Alguns dos que estavam no santuário mantiveram vigia pelas brechas na parede, observando o que acontecia do lado de fora, e, quando começaram a se cansar devido à tensão e bocejaram, começaram a aparecer tochas ao longe, uma a uma. Ao passarem em frente à prefeitura e ao parque, elas repentinamente aumentaram em número e velocidade.

— Eles estão vindo!

O som de gritos na catedral ecoou como os hinos de um coro. A catedral ficou tão barulhenta quanto uma feira, com o som de armas sendo carregadas e de bancos sendo empilhados para servir de barricadas. Choe Seongil subiu no campanário e olhou para baixo. A praça em frente à catedral era um mar de tochas. O som de tiros já podia ser ouvido.

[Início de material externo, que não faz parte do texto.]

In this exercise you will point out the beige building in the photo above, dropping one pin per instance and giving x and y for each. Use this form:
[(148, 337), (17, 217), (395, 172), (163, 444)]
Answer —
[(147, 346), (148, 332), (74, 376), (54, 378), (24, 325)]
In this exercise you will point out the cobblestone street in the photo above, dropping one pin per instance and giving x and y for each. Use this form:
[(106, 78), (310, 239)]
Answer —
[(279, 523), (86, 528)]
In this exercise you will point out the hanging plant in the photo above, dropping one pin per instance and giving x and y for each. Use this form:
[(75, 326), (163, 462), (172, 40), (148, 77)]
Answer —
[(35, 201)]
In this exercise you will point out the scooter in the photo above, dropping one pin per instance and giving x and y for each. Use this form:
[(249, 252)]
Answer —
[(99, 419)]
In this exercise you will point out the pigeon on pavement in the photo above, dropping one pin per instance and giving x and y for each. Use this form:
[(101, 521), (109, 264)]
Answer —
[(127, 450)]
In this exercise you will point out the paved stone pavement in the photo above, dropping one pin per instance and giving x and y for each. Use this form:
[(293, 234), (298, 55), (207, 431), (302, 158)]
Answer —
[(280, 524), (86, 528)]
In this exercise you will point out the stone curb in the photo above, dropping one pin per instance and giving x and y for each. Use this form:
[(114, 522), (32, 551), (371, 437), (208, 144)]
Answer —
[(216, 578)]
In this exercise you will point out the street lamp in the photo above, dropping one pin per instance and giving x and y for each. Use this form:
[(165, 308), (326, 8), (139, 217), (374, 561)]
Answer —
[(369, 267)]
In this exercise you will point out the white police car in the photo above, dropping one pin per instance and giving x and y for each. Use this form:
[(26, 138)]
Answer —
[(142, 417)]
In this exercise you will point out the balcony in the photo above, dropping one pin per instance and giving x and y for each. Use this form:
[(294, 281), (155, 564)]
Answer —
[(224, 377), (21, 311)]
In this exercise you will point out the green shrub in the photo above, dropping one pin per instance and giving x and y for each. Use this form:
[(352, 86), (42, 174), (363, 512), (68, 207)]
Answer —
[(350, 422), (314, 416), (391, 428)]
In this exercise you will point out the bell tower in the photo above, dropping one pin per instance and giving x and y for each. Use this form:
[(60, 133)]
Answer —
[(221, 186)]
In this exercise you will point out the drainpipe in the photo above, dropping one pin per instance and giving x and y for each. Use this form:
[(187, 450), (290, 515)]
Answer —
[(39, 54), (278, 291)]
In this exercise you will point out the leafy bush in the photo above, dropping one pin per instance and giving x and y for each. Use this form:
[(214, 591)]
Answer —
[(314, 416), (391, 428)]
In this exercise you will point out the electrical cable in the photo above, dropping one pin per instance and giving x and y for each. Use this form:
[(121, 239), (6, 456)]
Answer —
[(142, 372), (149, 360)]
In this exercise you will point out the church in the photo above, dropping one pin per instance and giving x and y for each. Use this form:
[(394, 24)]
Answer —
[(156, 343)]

— Punam os latifundiários! Tomem as propriedades da Igreja!

As tochas inundaram o local ao som dos bordões. A arma de Ignacio Velásquez cuspiu fogo. A catedral com jeito de fortaleza, construída sobre o antigo santuário maia, não caiu facilmente.

Foi então que Choe Seongil percebeu que gente como Ignacio era a minoria. Ele só havia vivido na fazenda Buena Vista, então pensava que a maioria dos mexicanos eram secretamente fanáticos como o fazendeiro. Mas não era o caso. Eles foram obrigados a se colocar na defensiva.

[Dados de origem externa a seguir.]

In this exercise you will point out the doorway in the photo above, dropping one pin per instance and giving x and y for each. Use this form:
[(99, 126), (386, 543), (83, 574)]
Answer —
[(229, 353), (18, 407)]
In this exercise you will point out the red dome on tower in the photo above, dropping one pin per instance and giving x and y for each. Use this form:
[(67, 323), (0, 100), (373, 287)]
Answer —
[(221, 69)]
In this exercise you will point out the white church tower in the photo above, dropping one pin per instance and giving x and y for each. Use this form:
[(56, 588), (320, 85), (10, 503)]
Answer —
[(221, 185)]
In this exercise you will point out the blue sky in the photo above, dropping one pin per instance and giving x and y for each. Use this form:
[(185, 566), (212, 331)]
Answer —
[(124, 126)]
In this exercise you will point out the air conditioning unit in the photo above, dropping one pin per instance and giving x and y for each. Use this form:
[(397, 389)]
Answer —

Choe Seongil desceu do campanário e viu a cruz acima do altar. Jesus mal conseguia suportar o peso de seu corpo pendurado ali, o rosto retorcido de agonia. Ignacio estava esfriando o cano de seu longo rifle com uma toalha molhada. Depois de enfrentar todos os tipos de dificuldade, Choe Seongil teve uma premonição de que nem armas nem qualquer outra coisa conseguiria impedir aquelas tochas que vinham na direção deles. Ele desceu até a cripta. Luz e ar entravam por um buraco inclinado onde o teto se encontrava com a parede. Ele empurrou seu corpo contra a passagem de ventilação, que mal era grande o suficiente para comportar uma pessoa. Após se contorcer pela passagem inteira como uma larva, ficou cara a cara com uma grade de aço. Balançou­-a, mas ela não se abriu. O som de tiros ainda ressoava na catedral. Ele conseguiu engatinhar com esforço de volta pelo mesmo caminho por onde havia vindo.

Os gritos fora da catedral gradualmente aumentaram. Ele retornou ao santuário. Ignacio estava rezando atrás de uma fortificação feita com sacos de areia. Choe Seongil se sentou ao seu lado. Seus pensamentos estavam descontrolados. Quando entraram na igreja, ele não tinha imaginado que a situação ficaria tão grave. Eles estavam completamente cercados pela multidão. Não havia para onde correr. O ladrão de Jemulpo agarrou uma arma. Então olhou para Ignacio. Ele nunca conseguira entender o seu Deus, mas fora aquele Deus que havia afugentado o velho que estava sentado sobre os seus ombros. Embora Choe Seongil não acreditasse em Deus, acreditava em milagres, como o que fez seus ataques de epilepsia desaparecerem ao conhecer Ignacio. Aquele maldito velho, que havia aparecido de repente, estrangulava­-o, murmurava palavras sem sentido e o levava a lugares estranhos, tinha colocado o rabo entre as pernas com algumas gotinhas de água santa do gordo Ignacio e daquele padre miserável.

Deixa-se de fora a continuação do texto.